Severe Heat Days using the Universal Thermal Comfort Index

Author: Marcial Yangali (marcialy@colmex.mx)

Reviewers: Landy Sánchez and Emerson Baptista

Overview

This Code & Data is part of the CACHE research initiative on Aging, Climate, and Health, specifically the demonstration project on Heat, Disability in Older Adults, and Care. This entry shows how to construct heat measures using the Universal Thermal Comfort Index (UTCI). We detail the data wrangling, analysis, and visualization process in R used to construct the variable days of severe heat define as any day reaching 32° C of UTCI or above (strong, very strong, or extreme heat stress). We demonstrate this process with data from Mexico, but, of course, the procedure can be replicated for any other part of the world.

Required R Packages 🛠️

We begin by loading the necessary R packages. These support data manipulation (mainly dplyr but also janitor, stringr , tidyr, lubridate and forcats), visualization (ggplot2, patchwork), and geospatial operations (sf, units, terra).

if (!require("pacman")) install.packages("pacman")
pacman::p_load(
  # Data handling
  dplyr, janitor, stringr, tidyr, forcats, lubridate, purrr,
  # Visualization
  ggplot2, patchwork,
  # Spatial data
  sf,
  units,
  terra)

Heat Data

1. Universal Thermal Climate Index (UTCI)

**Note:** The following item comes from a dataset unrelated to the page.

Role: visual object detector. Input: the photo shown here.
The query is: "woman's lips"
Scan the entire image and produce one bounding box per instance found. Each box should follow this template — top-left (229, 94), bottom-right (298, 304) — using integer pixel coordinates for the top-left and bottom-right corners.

The Universal Thermal Climate Index (UTCI) is a bioclimatic index that evaluates the physiological comfort of the human body under certain meteorological conditions (Brödel et al. 2012). The UTCI is derived from the UTCI-Fiala model (Fiala et al., 2012), which integrates a dynamic thermoregulation framework of the human body along with a clothing insulation model that varies with temperature. Overall, UTCI offers an assessment of the “apparent” temperature that our body would perceive in specific environmental conditions, specifically, air temperature, wind, humidity, and radiation.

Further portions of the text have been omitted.